Wyss himself spoke, recalling when after moving from Switzerland to Philidelphia, his daughter wanted to experience mountains. She brought NOLS to his attention and eventually did two courses.
“(When she returned) She was so full of vigor,” Wyss said. “I said, ‘This must be a great group of people.'”
He said he was humbled to have the campus named after him but said it won’t matter in future decades.
“I hope the building will not be big enough, and you’ll have to build on to it in 20 or 30 years,” Wyss said.
Other speeches were given by WMI graduate and local physician Brian Gee and NOLS Board of Trustees Chairwoman Kate Williams, who thanked a lengthy list of donors.

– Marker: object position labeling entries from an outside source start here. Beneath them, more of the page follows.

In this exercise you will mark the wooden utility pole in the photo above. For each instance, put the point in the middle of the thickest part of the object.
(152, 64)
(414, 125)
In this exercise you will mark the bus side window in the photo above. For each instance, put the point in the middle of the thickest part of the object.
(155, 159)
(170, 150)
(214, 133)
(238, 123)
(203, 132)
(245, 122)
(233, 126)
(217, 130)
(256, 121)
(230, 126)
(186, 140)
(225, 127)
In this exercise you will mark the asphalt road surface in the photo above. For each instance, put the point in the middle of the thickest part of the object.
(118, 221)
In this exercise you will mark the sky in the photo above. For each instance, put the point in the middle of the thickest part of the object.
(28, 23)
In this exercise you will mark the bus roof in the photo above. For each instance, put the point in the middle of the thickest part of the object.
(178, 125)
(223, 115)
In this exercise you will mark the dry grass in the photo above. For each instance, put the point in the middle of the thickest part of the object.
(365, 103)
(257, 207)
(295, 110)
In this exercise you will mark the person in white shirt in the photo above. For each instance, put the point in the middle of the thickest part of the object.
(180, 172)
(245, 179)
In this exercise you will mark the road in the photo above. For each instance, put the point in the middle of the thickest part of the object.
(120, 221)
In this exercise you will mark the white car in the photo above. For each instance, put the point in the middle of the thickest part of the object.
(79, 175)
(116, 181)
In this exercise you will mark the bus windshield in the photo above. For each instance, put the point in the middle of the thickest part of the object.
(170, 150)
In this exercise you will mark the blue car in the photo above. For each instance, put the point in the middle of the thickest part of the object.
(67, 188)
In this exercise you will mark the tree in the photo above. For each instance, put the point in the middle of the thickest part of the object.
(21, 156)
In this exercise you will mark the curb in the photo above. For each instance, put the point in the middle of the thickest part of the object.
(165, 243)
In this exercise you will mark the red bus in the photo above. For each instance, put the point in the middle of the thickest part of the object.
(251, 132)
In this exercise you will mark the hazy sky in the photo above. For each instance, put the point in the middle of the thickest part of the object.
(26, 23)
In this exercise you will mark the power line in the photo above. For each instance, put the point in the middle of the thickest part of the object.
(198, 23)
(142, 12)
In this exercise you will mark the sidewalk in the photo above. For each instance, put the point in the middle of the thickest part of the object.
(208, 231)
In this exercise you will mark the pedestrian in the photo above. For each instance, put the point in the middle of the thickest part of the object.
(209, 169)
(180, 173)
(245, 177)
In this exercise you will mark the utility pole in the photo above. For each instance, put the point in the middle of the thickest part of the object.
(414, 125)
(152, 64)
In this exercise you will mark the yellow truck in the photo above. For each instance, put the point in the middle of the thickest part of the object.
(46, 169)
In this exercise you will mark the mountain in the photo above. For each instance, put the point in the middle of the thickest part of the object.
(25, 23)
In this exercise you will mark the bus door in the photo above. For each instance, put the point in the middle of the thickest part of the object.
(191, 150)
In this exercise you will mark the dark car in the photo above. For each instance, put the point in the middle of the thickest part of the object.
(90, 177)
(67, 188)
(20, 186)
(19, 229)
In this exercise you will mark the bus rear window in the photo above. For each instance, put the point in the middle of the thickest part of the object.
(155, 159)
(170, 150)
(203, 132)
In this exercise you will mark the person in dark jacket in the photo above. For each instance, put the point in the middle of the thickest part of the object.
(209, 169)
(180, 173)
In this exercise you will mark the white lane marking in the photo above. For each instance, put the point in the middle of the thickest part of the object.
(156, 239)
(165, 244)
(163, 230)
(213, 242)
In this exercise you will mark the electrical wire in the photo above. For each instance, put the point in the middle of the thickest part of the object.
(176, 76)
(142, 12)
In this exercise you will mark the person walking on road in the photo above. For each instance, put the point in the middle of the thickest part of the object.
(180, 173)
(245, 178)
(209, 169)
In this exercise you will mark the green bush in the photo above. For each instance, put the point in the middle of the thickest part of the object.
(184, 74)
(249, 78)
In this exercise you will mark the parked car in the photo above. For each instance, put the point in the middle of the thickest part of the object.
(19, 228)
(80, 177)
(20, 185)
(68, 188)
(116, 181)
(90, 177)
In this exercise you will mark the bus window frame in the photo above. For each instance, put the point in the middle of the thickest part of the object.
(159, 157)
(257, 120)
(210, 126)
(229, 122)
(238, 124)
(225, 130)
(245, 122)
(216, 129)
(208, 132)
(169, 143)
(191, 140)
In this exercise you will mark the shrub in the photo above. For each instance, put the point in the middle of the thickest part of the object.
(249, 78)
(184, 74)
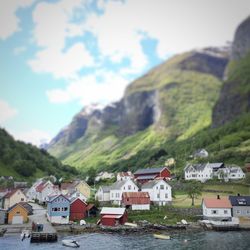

Following the ceremony, WMI Assistant Director Shana Tarter gave a tour to a small group explaining the building’s emphasis on sustainable design.
Because the school has set an absolute carbon reduction goal, that had to be figured into the construction of the campus. She called the main structure a “high performance building.”
The campus consists a main building with two classrooms for 30 students each, meeting rooms and a dining room. Student housing for 32 is in cabins on the far end of the main campus. Eventually, housing for 30 more students will be constructed, Tarter said.
Three-story, fully operable windows on the north and south sides of the main building provide light throughout much of it. This is to keep artificial lighting use to a minimum during the day. In some of the more interior rooms, skylights help provide light.
Tarter explained that heating and cooling is done through the floor with eight geothermal wells, which use the ground temperature to aid in interior climate control.
The roof panels are slanted at particular angles to maximize solar energy collection through a 18.1 kilowatt array and to help collect rain water. Tarter said in the basement of the building are 22 2,500-gallon tanks for storing rain water. The water will be used for irrigation. A 1,500-foot well was dug to provide drinking water only.
The building was also constructed using structural insulated panels, which utilize recycled foam. Re-purposed bead board is also used in a couple rooms for accents. The exterior of the building is made of stucco and metal to help prevent wear and tear.